First, Rachel is not sad, and this is a sad song. Too bad the sad, sad Quinn couldn’t sing it, but she is too busy having zero interesting plotlines and doing nothing, I guess. Second, Rachel might be a baby Barbra Streisand, but she is not a baby Joni Mitchell, and “River” is an especially egregious overreach because part of the song’s fundamental beauty is the effortlessness in Mitchell’s voice. “I would teach my feet to fly” is not a line in a power ballad. She “lost” her baby on account of being “selfish and sad,” so she just wants to skate away, fly away, quit this crazy scene — the song is about worrying that she didn’t really try, which is the opposite of how Rachel Berry thinks and behaves. Third, this was a complete waste of “River” — surely there is a story or character whose internal life could be explored or explained with one of the most haunting and poignant songs in living memory. Fourth and finally, this was a blown opportunity to talk about how tragic Christmas music can be, and to acknowledge that both “River” and the Juliana Hatfield song from My So-Called Life use familiar carols to launch into sad, searching songs.

Anyway, Artie doesn’t like it, because he wants his special to be a hokey cheesefest. Based on this episode alone, I think I’m going to start a novelty Tumblr highlighting the many reaction shots of Mike Chang, because again, we get an overlong reaction shot from him here. Why can’t he have some lines? Rachel and Blaine sing a duet and try to out-smugface one another, but it doesn’t work; they both have the smuggest faces and we can’t pick a winner.

AT LAST, the Christmas special begins. The Glee set is actually a very faithful reproduction of the set for the Garland special (watch here if you want to get the creeps), but it just seems so weird to think that Artie of all people would give two craps about this Judy Garland special. Dubious origins aside, this black-and-white segment is nine kinds of adorable. It’s self-aware (I think?) and cheeky and the music arrangements are pretty bare-bones, and all I can imagine is how great it would be if the entire episode were this. No framing device, no explanation, just an hour-long cornball extravaganza with prim sixties gloves and slim-cut suits. I’ll even accept the go-go boots and the dumb Star Wars material, because it’s Glee, and there’s no such thing as enough being enough. Alas, the majesty of the segment is ruined when Rory comes in and reads from the Bible, because, you guessed it, no reason. We haven’t known Rory to be particularly religious, nor does Glee seem like a natural venue for a Jesus-is-the-reason-for-the-season lecture.

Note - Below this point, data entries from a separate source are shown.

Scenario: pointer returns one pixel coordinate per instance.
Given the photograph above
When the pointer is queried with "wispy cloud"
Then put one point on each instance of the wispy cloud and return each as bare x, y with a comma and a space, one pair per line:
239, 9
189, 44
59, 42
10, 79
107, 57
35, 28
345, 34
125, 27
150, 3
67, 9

Worst of all, Rory’s homily prompts the New Directions to head to the soup kitchen, where Sam and Quinn are already slopping food onto people’s plates. As if having Sam and Quinn not make eye contact with you even though you’re standing a foot away from them wasn’t degrading enough, now the glee kids earnestly belt out “Do They Know It’s Christmastime?” which just makes everything feel worse. Somehow this Band Aid moralizing cures Rachel of her gimme-gimmes, so she and Finn return the gifts they got each other (earrings, an iPod) so they can donate that money to the charity Sam is raising money for. My notes here just say “WHAT,” and I’m sure how to expound on that. What the hell was that?